What to look for: sources with 100% pass rates are your authenticated services working correctly. Sources with partial failures typically indicate a configuration problem — an SPF alignment issue with a specific service, or a DKIM key that was recently rotated. Unknown IPs with any volume are either forwarding intermediaries (the IP will be a major mail provider like Google or Microsoft) or spoofing attempts (the IP will be unrelated infrastructure).

If reports show a consistent volume of failures from IPs you do not recognize, that is evidence your domain is being spoofed. Moving from p=none to p=quarantine will route that spoofed mail to spam rather than inboxes.

Reports also show you what percentage of your own sends are passing DMARC. A healthy sending setup shows 100% pass rate for your own IP addresses. If you see 80% pass from your SES sending IPs, that typically means some messages are failing DKIM (a key rotation issue or a relay modifying content) or SPF alignment (the custom MAIL FROM is not configured). Tracking this percentage over time is more informative than a one-off check, because problems like intermittent DKIM rotation failures only appear as patterns across multiple days of reports.

Common DMARC Failures

Jumping to p=reject without monitoring. Mail from services you forgot to authenticate is silently dropped with no error message to the sender. Always spend at least two weeks at p=none reviewing reports before enforcing any policy.

SPF alignment failure on SES without custom MAIL FROM. SPF passes for amazonses.com but fails DMARC alignment because it does not match your From domain. Your reports will show SPF pass alongside DMARC fail until the custom MAIL FROM subdomain is configured.

No rua tag. Without a reporting address, you have no visibility into what is passing or failing. DMARC without reports means you cannot diagnose alignment problems or know whether your domain is being spoofed.
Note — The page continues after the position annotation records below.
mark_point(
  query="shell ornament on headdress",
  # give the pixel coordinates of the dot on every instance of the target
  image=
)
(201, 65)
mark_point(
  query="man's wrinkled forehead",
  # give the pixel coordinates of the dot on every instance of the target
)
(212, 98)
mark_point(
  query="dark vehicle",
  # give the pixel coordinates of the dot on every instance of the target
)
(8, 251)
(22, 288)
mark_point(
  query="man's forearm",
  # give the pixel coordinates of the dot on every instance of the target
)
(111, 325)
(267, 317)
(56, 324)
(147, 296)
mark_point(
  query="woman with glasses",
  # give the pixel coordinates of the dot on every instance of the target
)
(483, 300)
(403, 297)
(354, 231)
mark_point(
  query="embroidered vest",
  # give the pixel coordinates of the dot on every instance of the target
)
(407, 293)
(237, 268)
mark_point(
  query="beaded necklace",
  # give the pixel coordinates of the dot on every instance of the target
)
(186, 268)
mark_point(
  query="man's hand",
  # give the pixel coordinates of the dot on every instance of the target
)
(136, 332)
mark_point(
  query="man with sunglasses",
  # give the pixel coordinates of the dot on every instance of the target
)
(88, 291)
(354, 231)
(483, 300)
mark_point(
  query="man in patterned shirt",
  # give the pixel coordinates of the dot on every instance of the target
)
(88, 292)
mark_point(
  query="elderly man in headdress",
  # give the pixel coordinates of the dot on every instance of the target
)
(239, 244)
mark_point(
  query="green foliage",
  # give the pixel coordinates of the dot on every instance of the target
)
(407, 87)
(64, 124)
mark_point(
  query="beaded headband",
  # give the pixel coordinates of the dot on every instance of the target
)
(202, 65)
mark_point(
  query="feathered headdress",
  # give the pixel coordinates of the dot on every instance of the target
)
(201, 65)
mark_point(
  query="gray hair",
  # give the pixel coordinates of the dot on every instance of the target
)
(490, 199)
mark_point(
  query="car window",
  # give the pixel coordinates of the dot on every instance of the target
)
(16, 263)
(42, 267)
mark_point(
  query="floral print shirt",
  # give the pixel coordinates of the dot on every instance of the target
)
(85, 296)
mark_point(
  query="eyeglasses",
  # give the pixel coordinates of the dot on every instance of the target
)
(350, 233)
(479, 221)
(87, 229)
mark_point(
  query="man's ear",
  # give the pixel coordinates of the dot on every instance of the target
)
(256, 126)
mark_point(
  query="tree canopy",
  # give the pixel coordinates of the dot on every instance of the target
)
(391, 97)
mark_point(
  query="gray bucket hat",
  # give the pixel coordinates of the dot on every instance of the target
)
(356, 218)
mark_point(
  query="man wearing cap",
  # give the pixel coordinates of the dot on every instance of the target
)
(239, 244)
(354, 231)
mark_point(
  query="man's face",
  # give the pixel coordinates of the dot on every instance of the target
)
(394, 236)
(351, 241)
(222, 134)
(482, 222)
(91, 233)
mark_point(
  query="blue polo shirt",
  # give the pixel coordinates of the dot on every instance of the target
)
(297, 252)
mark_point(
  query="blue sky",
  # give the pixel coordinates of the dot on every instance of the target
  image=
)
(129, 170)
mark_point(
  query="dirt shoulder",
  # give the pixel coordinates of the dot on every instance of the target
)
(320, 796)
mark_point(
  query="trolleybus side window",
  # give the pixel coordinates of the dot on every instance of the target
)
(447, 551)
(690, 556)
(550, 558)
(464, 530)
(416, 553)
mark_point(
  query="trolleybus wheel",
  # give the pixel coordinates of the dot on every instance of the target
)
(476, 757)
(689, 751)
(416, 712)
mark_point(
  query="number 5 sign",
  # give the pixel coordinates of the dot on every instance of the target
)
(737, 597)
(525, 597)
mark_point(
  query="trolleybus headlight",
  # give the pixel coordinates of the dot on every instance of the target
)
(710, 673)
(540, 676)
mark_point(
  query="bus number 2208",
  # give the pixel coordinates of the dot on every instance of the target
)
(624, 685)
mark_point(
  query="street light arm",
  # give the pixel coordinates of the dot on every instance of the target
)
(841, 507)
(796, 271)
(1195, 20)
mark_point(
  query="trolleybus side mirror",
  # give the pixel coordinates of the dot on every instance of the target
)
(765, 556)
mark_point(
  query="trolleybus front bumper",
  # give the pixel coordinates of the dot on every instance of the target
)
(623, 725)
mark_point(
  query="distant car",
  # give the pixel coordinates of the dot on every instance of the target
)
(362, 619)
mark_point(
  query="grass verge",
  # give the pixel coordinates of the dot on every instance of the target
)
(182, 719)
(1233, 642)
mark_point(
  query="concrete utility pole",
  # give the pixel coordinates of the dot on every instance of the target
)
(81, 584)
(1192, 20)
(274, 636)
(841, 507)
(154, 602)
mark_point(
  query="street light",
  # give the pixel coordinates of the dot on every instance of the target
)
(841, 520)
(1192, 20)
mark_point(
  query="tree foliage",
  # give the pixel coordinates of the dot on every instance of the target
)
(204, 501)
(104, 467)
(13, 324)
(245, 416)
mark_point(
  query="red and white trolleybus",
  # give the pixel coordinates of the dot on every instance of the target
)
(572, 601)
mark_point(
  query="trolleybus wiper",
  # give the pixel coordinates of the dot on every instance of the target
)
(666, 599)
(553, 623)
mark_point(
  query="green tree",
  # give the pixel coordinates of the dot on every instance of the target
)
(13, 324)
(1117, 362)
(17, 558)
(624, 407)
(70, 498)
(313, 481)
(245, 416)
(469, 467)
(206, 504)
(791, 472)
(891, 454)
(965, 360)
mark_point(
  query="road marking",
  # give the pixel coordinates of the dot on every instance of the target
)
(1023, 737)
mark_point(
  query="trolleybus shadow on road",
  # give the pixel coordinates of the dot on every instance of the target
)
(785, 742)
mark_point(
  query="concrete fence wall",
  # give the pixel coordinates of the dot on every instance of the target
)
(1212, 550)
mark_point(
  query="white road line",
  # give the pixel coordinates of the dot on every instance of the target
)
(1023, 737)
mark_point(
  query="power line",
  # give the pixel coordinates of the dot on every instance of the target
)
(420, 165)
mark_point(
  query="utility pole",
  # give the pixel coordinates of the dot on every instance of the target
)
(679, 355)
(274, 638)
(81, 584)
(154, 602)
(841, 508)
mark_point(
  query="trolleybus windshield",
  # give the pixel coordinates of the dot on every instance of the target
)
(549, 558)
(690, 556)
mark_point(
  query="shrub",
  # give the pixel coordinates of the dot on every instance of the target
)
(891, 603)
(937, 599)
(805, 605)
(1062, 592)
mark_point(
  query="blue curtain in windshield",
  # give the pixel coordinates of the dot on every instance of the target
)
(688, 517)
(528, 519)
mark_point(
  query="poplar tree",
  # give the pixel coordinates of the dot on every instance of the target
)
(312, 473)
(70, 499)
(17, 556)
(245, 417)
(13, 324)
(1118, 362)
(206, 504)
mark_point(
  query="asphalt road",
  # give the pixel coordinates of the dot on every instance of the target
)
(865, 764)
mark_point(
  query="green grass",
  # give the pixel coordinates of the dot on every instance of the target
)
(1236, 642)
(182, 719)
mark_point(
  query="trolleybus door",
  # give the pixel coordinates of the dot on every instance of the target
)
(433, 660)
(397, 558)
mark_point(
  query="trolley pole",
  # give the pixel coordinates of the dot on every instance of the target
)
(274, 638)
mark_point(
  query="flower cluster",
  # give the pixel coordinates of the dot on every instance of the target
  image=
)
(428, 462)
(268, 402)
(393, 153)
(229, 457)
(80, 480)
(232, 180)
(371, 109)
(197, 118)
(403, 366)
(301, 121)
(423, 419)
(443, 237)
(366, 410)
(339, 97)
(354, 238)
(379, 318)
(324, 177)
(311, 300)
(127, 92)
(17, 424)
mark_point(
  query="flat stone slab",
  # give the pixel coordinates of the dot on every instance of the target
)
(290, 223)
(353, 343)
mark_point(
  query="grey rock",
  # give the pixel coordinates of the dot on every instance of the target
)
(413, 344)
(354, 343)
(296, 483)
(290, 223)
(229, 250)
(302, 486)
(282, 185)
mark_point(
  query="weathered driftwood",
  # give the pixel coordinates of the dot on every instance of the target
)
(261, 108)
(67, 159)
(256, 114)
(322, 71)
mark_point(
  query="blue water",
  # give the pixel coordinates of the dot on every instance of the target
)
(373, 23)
DMARC on apex does not cover subdomains by default. If you send cold email from go.yourdomain.com, the apex DMARC policy applies only if the subdomain has no separate record. To explicitly control subdomain policy, add an sp= tag to your apex record (sp=quarantine) or publish a dedicated record at _dmarc.go.yourdomain.com.

pct= accidentally set to zero. pct=0 effectively disables enforcement — 0% of failing mail receives the policy treatment. If you are on quarantine but seeing no effect in reports, check whether a pct= tag is limiting policy application.